Takin’ It to the Streets

churchsignIt’s sort of interesting to see how an apparently counter-intuitive model of identity uncontroversially (and probably unintentionally) finds its way into everyday life.

Consider, for example, the above church sign that I snapped on my way back from walking my dog this past weekend.

Suspending for the moment any commentary on just how some values are identified as “godly”–i.e., asking such questions as: by whom, according to what criteria, for what purposes, etc. (akin to those “destabilizing and irreverent questions” Bruce Lincoln advises, in Thesis 4, that scholars consider posing far more often than we do when we study so-called religious behaviors and texts)–and bracketing the idealist notion that sentiments called values somehow drive subsequent actions (I’m much more inclined to talk about social interests, though it can be a thorny technical term too), this church sign nicely captures that identity (in this case the particular one that we call meaning) is not an inherent quality of objects that is only later expressed or manifested in some public setting but, instead, is a subsequent attribute of generic things in the world that results from their having been situated within a prior system.

“Godly values give meaning to our actions.”

Of course, should we opt to complicate some of the sign’s message, e.g., reading “Godly” in a Durkheimian fashion and thus seeing those prior environments as historical and social through and through (much like a prior grammatical structure that we’ve each interiorized and which makes patterns of light and dark on computer screens or on that sign appear to us as language), then the meaning that results from an item’s relationship to other elements within any medium can now be understood as an entirely public and thus social and always political effect rather than an apolitical, inherent trait already lurking somewhere within the world.
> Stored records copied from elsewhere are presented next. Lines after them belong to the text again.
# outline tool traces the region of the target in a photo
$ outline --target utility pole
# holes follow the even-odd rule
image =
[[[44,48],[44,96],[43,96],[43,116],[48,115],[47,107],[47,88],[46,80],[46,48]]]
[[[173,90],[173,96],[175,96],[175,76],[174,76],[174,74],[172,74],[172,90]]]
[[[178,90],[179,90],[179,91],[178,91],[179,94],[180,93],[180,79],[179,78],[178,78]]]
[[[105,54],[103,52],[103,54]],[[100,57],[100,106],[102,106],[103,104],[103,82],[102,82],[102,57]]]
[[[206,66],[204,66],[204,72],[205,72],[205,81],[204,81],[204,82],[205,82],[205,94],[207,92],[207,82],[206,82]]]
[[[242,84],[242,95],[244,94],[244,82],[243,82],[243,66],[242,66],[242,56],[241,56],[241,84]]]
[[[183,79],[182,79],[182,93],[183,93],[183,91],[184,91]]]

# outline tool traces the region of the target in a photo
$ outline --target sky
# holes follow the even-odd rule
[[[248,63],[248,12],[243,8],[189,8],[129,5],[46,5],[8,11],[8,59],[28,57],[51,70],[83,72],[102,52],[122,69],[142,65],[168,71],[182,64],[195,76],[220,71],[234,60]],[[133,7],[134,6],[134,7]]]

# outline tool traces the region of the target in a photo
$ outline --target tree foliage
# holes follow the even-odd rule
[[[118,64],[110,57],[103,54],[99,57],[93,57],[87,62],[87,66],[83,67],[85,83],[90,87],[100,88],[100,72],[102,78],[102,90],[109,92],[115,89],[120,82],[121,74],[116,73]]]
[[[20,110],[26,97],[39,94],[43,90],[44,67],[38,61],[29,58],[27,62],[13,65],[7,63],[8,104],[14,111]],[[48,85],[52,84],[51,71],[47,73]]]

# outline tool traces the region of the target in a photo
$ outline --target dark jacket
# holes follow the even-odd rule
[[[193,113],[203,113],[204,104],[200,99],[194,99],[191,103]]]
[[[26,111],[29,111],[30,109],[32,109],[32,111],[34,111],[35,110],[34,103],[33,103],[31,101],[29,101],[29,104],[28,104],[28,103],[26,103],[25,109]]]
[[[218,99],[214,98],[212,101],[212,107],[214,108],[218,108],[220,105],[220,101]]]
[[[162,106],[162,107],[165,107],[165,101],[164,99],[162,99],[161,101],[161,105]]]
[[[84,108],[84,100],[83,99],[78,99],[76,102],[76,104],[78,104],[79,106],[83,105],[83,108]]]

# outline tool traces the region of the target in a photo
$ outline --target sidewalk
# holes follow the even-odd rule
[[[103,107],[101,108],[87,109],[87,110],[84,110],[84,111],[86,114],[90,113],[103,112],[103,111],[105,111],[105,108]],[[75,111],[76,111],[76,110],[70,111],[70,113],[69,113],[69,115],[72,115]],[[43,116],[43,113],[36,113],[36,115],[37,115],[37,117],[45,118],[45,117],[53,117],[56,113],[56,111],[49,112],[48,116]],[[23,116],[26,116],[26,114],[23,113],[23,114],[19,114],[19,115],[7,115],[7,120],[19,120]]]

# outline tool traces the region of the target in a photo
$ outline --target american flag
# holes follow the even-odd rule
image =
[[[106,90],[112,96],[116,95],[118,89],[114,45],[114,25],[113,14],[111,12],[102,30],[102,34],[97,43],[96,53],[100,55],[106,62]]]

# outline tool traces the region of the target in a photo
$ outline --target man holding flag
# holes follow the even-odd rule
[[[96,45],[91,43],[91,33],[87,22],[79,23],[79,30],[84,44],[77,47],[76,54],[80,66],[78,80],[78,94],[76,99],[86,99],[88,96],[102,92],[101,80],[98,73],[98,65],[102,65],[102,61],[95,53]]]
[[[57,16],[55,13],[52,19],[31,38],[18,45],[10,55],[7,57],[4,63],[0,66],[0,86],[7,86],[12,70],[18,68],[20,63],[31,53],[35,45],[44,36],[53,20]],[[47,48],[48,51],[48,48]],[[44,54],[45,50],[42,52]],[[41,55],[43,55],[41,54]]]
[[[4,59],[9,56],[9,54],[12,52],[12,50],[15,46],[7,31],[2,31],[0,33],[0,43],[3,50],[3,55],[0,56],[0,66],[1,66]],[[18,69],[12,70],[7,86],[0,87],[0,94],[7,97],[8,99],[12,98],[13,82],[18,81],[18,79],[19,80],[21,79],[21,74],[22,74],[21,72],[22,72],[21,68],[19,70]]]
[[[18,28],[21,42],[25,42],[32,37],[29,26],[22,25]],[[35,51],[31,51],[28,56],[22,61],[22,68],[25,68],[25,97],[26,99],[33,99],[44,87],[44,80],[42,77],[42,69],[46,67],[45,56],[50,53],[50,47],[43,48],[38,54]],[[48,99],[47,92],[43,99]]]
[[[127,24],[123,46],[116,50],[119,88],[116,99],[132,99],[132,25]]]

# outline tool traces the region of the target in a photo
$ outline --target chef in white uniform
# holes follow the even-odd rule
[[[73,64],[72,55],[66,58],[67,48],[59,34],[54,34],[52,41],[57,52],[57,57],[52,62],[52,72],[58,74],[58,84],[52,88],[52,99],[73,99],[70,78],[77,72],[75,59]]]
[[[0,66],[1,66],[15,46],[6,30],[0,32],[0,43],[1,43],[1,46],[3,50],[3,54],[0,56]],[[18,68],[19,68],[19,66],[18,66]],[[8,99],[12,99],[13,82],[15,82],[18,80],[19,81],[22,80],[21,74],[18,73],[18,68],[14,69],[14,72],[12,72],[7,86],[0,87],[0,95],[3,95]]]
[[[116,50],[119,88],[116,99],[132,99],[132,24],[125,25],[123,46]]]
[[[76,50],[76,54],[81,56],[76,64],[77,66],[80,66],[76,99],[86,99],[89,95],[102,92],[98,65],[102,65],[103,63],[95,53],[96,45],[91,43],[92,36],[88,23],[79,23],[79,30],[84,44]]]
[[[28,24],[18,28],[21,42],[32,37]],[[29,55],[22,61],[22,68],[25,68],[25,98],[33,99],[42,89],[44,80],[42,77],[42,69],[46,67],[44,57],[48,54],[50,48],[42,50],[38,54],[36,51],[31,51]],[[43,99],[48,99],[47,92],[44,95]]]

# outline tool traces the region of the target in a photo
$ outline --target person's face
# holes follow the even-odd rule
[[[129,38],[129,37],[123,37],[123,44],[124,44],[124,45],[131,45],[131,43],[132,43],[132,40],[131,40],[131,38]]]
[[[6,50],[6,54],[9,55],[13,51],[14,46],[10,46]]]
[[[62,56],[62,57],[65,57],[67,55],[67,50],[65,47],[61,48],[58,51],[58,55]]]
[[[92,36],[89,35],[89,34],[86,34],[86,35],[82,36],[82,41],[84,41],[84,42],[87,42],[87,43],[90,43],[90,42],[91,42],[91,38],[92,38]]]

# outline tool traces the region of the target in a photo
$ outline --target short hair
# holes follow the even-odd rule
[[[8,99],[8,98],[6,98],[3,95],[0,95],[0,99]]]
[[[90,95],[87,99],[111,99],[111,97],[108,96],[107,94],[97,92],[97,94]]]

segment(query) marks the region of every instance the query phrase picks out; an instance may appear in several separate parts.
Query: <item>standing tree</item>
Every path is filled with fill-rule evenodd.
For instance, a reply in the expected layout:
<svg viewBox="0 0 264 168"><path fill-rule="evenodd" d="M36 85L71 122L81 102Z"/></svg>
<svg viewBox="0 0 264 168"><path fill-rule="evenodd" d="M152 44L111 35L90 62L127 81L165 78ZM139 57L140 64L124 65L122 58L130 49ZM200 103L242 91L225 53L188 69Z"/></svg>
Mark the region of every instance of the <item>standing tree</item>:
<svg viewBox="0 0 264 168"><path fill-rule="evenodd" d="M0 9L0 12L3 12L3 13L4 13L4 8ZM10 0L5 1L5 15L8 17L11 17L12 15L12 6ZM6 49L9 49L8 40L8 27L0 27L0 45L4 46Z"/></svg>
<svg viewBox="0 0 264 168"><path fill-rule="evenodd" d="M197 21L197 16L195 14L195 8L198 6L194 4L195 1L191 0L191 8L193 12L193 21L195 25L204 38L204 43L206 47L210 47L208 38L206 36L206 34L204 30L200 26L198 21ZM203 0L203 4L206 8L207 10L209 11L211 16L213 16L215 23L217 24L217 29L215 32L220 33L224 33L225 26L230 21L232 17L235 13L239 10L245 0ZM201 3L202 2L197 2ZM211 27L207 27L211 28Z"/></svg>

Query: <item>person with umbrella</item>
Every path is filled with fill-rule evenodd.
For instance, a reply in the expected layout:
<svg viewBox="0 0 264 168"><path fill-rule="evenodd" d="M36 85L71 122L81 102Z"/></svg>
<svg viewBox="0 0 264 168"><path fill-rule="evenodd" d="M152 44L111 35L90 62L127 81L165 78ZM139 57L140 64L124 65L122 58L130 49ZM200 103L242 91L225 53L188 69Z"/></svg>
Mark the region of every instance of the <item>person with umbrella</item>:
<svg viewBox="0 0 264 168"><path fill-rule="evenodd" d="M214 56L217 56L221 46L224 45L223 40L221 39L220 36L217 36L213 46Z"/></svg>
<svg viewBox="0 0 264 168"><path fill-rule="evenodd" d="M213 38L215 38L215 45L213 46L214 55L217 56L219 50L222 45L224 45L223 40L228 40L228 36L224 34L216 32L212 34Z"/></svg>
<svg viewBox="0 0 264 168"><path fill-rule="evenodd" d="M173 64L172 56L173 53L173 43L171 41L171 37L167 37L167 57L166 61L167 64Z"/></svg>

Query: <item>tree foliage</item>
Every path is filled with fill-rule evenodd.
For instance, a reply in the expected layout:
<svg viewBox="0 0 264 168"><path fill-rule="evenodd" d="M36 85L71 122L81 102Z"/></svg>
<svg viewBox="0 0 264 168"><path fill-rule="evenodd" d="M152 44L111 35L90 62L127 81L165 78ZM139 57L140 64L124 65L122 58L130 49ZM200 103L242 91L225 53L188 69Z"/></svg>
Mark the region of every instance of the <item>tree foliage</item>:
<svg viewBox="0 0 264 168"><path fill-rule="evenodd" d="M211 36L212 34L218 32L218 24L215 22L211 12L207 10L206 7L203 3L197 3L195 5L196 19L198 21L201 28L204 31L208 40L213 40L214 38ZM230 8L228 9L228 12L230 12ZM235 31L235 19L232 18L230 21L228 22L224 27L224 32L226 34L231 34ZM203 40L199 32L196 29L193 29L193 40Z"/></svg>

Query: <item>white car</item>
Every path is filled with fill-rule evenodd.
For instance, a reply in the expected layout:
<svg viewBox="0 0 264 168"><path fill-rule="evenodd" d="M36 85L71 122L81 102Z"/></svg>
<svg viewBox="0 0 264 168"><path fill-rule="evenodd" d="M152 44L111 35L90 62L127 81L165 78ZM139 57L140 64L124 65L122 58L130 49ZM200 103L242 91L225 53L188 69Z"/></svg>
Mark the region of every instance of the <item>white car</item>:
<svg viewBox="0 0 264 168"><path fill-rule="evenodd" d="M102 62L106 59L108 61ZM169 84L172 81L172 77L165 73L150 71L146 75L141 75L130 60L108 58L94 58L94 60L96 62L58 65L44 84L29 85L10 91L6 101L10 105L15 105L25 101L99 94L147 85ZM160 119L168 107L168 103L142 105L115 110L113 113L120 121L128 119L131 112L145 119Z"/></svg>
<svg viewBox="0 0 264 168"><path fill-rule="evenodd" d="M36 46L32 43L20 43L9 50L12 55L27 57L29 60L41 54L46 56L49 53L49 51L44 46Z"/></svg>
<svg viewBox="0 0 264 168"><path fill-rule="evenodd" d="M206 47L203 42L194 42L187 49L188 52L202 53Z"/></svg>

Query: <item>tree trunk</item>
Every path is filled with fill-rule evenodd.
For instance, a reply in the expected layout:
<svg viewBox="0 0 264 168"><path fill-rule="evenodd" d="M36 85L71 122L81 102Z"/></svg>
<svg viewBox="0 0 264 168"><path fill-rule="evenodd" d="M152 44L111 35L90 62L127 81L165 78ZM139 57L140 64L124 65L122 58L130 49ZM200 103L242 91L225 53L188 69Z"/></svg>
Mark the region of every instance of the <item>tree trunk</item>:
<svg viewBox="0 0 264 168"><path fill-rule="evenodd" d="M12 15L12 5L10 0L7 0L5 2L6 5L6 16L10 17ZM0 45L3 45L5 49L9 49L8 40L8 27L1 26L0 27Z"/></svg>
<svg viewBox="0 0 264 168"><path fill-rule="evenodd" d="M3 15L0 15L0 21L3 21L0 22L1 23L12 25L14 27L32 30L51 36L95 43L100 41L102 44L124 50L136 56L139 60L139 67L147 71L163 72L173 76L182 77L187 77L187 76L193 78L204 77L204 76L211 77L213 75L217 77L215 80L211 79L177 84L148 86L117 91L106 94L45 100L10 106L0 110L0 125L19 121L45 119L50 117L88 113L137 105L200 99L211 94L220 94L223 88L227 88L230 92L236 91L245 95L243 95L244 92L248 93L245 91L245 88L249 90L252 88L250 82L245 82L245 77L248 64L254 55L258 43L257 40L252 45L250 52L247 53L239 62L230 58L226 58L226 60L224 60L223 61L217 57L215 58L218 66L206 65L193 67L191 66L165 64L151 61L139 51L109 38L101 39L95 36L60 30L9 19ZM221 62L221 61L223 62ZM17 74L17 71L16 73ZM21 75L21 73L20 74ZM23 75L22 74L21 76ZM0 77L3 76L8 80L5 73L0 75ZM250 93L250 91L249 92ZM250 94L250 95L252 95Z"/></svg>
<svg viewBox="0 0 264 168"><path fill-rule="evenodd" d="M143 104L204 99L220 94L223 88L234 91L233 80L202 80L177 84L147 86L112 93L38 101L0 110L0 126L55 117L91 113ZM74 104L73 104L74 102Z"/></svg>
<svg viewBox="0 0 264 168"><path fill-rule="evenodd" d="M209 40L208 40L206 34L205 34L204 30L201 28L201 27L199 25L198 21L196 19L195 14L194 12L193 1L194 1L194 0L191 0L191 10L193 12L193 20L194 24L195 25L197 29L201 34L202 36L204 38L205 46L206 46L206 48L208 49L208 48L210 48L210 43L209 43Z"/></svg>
Historicizing that signifier “Godly” therefore allows us to see the deferral of meaning‘s source as being rather more complex than the sign might at first suggest.

Since signifiers that are said to be meaningful are all around us, our alternate approach to studying identification should be rather easy to apply in countless seemingly routine situations–such as a church sign, up the street, that unwittingly gives new relevance to Marshall McLuhan’s oft-quoted line that the medium is the message.